Need to emphasise positive elements within change. Generational issue involved: younger people more secular, and certainly less denominational. Maybe current chaplains? “comfort zone” are being shaken.
All this shows need for strong chaplains' association. Neither Church nor NHS can “decide” on identity of chaplains. We need to do this for ourselves as chaplains, and for the churches and for the NHS. We need to continue this despite what is happening in England. Re LHCC and Dept of Health.
In the future will “chaplains” be all “humanistic” and trying to offer care to a few Christians?
Response: people interested in spirituality but not organised religion.

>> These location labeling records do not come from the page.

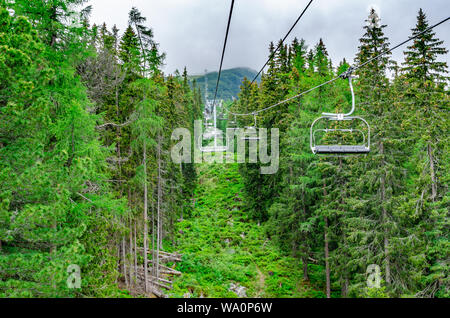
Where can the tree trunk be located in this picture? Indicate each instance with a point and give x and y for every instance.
(385, 221)
(124, 261)
(432, 173)
(305, 268)
(158, 235)
(145, 219)
(327, 263)
(131, 252)
(135, 252)
(344, 289)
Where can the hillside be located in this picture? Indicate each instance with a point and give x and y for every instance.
(226, 254)
(230, 81)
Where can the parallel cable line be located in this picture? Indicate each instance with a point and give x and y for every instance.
(223, 51)
(282, 41)
(349, 71)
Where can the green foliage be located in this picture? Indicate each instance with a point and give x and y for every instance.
(222, 245)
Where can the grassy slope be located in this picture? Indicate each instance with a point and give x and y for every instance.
(210, 264)
(230, 82)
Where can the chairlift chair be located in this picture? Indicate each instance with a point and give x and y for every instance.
(251, 132)
(363, 145)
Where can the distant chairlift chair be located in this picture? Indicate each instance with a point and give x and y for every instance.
(251, 132)
(338, 149)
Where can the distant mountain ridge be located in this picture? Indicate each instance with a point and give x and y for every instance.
(230, 82)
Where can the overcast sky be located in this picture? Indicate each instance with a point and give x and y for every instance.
(191, 32)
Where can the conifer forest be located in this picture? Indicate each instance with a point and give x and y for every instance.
(93, 204)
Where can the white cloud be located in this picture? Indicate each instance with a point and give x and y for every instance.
(191, 32)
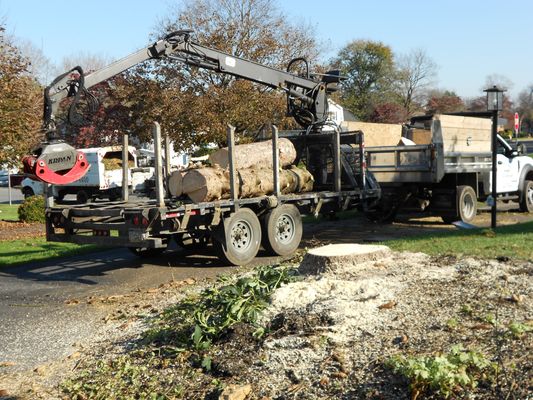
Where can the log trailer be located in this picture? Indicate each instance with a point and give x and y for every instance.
(236, 226)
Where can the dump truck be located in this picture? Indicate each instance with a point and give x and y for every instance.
(441, 164)
(236, 226)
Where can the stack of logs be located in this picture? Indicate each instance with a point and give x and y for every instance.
(254, 174)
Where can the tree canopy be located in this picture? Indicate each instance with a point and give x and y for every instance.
(20, 104)
(194, 105)
(368, 67)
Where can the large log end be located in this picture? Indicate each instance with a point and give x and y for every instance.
(333, 256)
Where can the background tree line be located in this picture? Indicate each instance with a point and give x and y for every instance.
(194, 105)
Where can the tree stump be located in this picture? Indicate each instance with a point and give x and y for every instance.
(331, 257)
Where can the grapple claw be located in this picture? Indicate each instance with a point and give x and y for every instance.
(58, 164)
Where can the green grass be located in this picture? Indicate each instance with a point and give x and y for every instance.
(513, 241)
(13, 252)
(9, 212)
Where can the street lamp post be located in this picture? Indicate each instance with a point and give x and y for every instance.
(494, 104)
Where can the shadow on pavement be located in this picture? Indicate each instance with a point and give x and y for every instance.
(89, 269)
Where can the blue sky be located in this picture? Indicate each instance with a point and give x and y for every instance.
(467, 39)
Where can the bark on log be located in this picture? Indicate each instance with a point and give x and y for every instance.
(175, 183)
(206, 184)
(256, 154)
(212, 183)
(333, 257)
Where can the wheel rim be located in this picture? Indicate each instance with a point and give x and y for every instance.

Sandy: apology for pessimism. Aim was honest and realistic look at now and the future. Very little atheism in society. We are not on “secular humanist” road but it will get harder to justify why a particular faith group should be responsible for providing generic service.
How do “spiritual care champions” prioritise?
Sandy: You cannot go wide and deep equally effectively. Current system has helped those in specific, high need but those who have lost out are long term patients, especially in smaller hospitals.
That there is “spiritual care” is significant. We should be part of Allied Health Professionals. General visiting develops staff relationships: how to maintain relationships with staff if only responding to needs?
Sandy: responding to need maintains relationships with staff in high need areas. However need areas lose out.
Comment about spiritual care competencies by hospice chaplain new to Scotland. All carers will have to be seen to have training in spiritual care competencies, not just chaplains. Result will be spiritualty promoted in wider way.
Roman Catholic chaplains have never been appointed as generic chaplain to whole hospital.
Challenge to working on needs assessment.
Sandy: new ways of taking patient histories should enable better needs assessment. Spiritual and / or religious need when a patient is not necessarily coterminous with religious affiliation as recorded on admission document.